Cambiare dettagli e fornire ricostruzioni non veritiere, fino al punto da rendere la storia non più verificabile, secondo Hersh non è un problema: “Credo che sia assolutamente coerente con quello che faccio professionalmente. Sto soltanto comunicando un’altra realtà che conosco ma che per una serie di motivi – principalmente salvare il culo a qualcuno – non posso scrivere”.

Quattro anni fa il settimanale New York Observer si è accorto che non tornavano parecchie delle storie anti Bush raccontate da Hersh nelle sue frequenti conferenze in giro per l’America.
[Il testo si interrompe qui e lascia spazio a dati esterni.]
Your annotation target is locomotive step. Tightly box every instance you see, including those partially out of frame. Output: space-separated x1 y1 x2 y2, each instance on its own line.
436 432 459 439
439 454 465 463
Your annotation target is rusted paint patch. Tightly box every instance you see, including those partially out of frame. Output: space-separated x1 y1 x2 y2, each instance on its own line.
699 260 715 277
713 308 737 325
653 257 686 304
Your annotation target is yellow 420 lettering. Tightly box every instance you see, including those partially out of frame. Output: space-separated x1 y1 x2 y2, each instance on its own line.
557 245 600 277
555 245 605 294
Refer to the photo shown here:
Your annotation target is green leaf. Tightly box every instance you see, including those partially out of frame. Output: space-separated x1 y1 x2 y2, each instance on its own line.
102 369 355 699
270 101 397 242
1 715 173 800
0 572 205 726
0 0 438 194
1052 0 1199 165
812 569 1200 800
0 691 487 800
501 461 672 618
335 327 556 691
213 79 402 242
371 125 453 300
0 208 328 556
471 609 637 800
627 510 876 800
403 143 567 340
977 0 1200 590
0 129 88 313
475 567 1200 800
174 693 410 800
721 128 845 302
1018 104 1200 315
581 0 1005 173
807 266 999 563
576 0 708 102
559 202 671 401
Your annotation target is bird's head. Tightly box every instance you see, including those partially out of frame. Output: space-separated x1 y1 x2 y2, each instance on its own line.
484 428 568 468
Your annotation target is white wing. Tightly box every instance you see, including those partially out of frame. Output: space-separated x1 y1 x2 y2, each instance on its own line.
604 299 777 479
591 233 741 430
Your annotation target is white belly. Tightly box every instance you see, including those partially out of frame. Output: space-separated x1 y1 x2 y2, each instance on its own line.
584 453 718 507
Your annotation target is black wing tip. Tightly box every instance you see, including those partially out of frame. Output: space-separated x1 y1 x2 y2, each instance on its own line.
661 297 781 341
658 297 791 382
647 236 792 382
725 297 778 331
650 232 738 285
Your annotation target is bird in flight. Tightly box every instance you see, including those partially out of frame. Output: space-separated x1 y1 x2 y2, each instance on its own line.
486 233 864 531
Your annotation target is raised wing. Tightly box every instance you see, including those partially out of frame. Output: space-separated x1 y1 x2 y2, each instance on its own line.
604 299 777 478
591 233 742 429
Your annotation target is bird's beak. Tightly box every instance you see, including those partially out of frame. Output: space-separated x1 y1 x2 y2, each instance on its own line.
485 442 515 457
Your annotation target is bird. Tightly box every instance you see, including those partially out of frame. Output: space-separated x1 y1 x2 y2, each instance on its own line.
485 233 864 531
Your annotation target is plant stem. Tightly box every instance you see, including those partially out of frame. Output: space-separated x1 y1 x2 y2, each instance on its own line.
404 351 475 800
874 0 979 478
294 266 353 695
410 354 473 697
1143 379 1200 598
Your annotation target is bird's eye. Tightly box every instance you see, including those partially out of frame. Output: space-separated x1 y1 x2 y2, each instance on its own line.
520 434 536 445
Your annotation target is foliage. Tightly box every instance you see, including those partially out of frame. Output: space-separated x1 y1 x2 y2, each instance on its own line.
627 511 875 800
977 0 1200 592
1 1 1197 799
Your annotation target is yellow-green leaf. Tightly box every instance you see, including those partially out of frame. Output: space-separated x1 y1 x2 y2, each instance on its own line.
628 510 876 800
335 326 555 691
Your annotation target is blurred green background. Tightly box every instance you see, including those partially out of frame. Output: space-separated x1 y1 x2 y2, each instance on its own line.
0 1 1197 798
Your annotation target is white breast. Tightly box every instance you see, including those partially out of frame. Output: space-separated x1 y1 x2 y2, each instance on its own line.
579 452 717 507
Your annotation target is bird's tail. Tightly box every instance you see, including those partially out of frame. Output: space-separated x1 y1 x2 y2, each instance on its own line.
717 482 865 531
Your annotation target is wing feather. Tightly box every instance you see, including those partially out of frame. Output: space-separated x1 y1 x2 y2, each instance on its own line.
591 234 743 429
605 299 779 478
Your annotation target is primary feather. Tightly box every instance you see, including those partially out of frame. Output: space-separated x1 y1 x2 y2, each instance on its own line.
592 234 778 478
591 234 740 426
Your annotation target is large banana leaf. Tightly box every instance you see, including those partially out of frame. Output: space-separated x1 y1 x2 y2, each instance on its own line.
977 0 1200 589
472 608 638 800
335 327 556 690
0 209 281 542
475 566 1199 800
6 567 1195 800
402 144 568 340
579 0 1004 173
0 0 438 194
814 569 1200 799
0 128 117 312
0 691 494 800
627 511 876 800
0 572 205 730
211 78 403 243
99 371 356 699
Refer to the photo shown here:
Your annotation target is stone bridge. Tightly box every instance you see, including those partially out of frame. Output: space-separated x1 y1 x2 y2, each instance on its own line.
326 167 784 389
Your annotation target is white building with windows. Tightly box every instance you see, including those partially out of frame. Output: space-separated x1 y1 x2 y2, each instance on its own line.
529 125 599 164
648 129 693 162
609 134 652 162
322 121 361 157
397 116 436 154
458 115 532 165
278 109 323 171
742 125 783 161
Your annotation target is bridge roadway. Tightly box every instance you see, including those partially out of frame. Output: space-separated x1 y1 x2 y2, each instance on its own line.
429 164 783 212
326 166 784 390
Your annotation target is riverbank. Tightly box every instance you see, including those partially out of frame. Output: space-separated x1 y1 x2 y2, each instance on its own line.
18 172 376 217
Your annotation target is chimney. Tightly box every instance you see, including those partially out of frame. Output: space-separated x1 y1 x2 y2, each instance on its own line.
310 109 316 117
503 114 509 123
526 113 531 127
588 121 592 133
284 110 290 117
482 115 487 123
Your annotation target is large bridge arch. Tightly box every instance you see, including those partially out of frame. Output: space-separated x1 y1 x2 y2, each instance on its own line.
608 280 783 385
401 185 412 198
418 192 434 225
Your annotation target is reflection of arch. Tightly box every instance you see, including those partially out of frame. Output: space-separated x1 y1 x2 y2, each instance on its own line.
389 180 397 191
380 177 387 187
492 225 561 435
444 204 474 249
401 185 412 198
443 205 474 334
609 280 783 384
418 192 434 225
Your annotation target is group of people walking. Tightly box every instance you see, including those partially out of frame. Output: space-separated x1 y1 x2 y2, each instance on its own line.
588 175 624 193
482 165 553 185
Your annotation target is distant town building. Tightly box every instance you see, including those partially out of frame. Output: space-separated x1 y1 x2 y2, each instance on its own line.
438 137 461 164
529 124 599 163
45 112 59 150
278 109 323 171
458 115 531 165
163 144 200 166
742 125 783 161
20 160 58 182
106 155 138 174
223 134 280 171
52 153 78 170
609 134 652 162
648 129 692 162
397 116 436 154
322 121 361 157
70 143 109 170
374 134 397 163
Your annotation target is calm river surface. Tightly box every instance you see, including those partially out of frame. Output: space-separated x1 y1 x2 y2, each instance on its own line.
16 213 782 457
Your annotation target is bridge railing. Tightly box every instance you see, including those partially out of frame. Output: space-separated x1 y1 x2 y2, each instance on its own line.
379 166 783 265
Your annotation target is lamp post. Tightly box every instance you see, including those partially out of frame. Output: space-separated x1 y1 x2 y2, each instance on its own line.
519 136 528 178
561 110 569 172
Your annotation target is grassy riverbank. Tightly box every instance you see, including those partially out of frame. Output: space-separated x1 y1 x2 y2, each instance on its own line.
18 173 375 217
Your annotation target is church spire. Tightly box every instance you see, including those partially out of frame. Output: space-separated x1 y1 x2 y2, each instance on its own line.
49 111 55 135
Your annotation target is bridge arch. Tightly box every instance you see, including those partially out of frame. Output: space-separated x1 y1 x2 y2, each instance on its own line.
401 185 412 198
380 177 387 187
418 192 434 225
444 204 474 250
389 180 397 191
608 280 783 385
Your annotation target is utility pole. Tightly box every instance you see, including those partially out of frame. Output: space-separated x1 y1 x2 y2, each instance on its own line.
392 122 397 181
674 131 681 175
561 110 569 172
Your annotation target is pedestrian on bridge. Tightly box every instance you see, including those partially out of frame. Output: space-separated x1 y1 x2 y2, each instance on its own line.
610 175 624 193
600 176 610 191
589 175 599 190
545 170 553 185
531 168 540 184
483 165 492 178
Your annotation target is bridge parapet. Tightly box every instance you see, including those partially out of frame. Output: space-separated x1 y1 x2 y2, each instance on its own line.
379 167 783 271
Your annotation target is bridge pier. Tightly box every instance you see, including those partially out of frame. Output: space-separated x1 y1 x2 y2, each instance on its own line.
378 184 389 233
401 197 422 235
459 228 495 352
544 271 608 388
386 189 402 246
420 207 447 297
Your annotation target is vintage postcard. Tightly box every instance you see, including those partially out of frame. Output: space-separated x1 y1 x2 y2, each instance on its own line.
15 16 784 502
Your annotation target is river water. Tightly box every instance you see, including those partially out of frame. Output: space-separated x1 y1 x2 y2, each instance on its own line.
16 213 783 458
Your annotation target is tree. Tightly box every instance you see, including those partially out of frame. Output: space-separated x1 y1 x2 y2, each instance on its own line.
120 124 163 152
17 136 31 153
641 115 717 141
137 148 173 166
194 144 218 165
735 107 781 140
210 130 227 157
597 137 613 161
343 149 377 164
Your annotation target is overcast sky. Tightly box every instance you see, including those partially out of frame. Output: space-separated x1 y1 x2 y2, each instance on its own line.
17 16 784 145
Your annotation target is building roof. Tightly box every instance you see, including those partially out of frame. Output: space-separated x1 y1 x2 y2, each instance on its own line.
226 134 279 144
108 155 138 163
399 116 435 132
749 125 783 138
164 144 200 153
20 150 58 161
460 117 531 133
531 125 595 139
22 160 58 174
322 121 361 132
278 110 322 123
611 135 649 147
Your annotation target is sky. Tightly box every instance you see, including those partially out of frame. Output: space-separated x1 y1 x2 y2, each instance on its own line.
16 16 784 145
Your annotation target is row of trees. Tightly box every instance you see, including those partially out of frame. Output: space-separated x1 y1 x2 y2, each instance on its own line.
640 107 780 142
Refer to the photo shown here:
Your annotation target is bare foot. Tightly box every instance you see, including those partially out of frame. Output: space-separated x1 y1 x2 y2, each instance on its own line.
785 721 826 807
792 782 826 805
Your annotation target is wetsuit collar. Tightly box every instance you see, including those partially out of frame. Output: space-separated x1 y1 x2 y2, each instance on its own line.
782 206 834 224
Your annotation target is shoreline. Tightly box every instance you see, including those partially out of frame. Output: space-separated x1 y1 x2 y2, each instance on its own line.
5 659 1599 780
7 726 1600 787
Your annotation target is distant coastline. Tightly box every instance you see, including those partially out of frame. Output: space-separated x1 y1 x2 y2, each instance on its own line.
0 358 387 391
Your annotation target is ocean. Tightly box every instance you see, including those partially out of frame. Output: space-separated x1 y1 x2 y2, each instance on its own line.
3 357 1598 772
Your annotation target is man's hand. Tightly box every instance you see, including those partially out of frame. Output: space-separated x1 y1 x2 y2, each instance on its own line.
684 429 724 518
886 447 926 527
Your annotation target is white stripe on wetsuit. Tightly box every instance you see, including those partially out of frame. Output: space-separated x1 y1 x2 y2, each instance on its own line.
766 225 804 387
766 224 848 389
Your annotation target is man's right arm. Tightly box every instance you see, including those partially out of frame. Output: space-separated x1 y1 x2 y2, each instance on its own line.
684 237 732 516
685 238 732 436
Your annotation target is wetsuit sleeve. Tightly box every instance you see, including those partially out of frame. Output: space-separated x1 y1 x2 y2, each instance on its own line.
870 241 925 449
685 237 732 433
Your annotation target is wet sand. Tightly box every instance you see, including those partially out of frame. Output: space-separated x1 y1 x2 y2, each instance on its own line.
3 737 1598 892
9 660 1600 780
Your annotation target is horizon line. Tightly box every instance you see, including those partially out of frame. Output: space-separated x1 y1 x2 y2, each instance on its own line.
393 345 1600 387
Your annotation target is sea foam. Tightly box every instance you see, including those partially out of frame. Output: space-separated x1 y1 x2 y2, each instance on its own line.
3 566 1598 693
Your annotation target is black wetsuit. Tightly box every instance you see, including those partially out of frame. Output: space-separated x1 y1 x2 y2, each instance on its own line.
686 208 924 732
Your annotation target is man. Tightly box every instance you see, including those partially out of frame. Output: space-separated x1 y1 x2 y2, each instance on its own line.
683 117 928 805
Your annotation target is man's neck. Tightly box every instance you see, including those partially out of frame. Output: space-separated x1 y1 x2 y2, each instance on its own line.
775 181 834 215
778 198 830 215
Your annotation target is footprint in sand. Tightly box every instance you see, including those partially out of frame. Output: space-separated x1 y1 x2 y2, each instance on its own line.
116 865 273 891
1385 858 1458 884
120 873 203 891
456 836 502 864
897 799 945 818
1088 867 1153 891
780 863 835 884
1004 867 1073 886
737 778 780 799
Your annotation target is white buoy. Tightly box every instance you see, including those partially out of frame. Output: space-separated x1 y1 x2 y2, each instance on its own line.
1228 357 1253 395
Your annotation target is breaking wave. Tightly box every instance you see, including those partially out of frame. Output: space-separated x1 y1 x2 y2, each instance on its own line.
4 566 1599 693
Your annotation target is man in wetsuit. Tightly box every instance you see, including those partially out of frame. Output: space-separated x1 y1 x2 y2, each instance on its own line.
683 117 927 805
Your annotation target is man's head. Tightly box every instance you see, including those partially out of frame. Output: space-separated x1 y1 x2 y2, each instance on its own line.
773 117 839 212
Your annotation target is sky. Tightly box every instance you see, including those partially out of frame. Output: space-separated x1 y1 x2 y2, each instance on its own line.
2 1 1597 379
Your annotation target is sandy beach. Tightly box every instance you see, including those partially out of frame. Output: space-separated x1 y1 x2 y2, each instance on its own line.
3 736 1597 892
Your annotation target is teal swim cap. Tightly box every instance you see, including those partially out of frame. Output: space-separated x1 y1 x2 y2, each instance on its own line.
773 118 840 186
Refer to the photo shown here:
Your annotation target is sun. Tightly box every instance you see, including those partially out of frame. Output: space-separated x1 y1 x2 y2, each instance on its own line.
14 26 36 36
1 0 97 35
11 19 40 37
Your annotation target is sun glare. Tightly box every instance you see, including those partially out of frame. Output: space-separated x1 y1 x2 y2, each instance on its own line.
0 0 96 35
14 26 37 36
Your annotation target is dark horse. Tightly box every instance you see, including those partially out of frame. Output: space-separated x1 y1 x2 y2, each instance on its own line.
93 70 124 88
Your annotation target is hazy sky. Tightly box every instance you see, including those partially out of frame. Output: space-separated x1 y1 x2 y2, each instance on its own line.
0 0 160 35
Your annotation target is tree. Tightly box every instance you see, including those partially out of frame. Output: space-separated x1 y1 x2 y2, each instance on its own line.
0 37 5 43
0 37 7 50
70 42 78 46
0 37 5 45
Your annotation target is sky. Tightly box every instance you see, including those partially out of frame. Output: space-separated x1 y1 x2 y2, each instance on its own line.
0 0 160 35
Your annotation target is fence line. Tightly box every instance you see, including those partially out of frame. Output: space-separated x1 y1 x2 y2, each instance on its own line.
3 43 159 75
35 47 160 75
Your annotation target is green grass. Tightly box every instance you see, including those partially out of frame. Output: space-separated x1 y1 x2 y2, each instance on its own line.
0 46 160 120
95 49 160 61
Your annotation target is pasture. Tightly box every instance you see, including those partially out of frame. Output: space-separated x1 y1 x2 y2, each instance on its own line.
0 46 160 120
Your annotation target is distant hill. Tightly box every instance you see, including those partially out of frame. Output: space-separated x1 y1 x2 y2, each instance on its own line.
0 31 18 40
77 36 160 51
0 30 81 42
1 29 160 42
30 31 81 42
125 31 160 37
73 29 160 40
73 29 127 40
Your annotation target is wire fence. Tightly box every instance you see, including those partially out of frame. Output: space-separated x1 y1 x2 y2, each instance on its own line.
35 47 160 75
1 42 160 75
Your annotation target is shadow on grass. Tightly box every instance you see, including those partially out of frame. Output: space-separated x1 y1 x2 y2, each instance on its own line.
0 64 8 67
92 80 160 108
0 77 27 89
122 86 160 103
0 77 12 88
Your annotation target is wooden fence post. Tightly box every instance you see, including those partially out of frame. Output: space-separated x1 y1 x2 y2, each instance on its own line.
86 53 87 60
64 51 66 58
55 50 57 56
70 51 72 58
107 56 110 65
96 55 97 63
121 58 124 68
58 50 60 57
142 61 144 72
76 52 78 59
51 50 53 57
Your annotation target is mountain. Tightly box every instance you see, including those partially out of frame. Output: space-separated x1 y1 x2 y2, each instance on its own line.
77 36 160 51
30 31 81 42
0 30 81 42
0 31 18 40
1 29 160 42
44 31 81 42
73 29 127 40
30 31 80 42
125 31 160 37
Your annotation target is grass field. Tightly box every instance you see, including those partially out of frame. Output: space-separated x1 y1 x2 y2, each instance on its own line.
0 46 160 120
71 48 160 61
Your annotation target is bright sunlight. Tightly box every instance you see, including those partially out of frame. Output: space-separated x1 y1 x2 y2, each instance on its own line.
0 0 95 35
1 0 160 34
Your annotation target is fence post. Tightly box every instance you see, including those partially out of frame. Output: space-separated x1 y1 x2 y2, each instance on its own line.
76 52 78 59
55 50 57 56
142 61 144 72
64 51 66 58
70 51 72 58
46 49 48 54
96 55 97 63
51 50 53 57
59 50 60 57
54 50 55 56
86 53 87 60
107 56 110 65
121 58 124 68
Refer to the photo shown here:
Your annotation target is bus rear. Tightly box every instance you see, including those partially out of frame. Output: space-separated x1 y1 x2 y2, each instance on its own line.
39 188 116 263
Nel corso degli anni ha raccontato di aver visto videocassette di prigionieri stuprati ad Abu Ghraib dai soldati americani, ha parlato di stupri di bambini in Iraq, di uccisioni a freddo di persone che giocavano a calcio, di al Zarqawi che in realtà esisteva soltanto nella propaganda del Pentagono, di un ruolo diretto di Bush e Karl Rove nelle torture ai detenuti islamici, della sparizione di un miliardo di dollari in contanti dalle casse irachene e così via. Il problema è che non era vero niente, certamente non verificabile, tanto che queste notizie Hersh non le ha mai pubblicate sul New Yorker, una rivista nota per il suo dipartimento di fact-checkers, ma le ha soltanto raccontate a voce.

Gli articoli di Hersh, semmai, hanno problemi di altro tipo, visto che si basano quasi sempre su fonti anonime del Pentagono o dell’oscuro mondo dei servizi segreti. Qualcuno, fatti due conti, ha scritto che Hersh avrebbe fonti anonime in almeno trenta paesi, oltre che in ogni ministero americano. “Se non ci sono notizie”, diceva al suo corrispondente di guerra il caporedattore del “Daily Beast” immaginato da Evelyn Waugh nel romanzo “L’inviato speciale”, “mandaci pure i pettegolezzi”.